Licensing of contents
The journal Investigación Bibliotecológica: archivonomía, bibliotecología e información allows access and use of its contents pursuant to the Creative Commons license: Attribution- Non-commercial-NoDerivatives 4.0.
Investigación Bibliotecológica: archivonomía, bibliotecología e información by Universidad Nacional Autónoma de México is licensed under a Creative Commons Attribution-NonCommercial-NoDerivatives 4.0 Internacional License.

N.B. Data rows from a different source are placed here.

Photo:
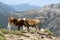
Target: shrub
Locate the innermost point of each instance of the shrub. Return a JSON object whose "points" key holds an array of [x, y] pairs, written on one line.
{"points": [[2, 37], [49, 32], [4, 31], [16, 32]]}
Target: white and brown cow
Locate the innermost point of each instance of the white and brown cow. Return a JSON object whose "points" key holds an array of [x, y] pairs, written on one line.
{"points": [[32, 23], [14, 22], [19, 22]]}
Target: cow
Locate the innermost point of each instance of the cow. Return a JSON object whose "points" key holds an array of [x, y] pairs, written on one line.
{"points": [[32, 23], [15, 22]]}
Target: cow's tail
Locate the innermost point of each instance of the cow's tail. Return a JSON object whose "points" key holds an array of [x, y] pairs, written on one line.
{"points": [[9, 27]]}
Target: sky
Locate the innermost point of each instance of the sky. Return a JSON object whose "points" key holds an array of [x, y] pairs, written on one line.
{"points": [[31, 2]]}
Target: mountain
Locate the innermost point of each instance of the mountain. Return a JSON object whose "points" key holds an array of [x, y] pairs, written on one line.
{"points": [[4, 8], [49, 14], [24, 7]]}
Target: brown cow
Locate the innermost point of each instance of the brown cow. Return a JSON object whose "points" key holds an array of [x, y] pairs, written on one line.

Creado a partir de la obra en http://rev-ib.unam.mx/ib.
This means that contents can only be read and shared as long as the authorship of the work is acknowledged and cited. The work shall not be exploited for commercial ends nor shall it been modified.
Limitation of liability
The journal is not liable for academic fraud or plagiarism committed by authors, nor for the intellectual criteria they employ. Similarly, the journal shall not be liable for the services offered through third party hyperlinks contained in papers submitted by authors.
In support of this position, the journal provides the Author’s Duties notice at the following link: Responsibilities of authors.
The director or editor of the journal shall notify authors in the event it migrates the contents of the journal’s official website to a distinct IP or domain.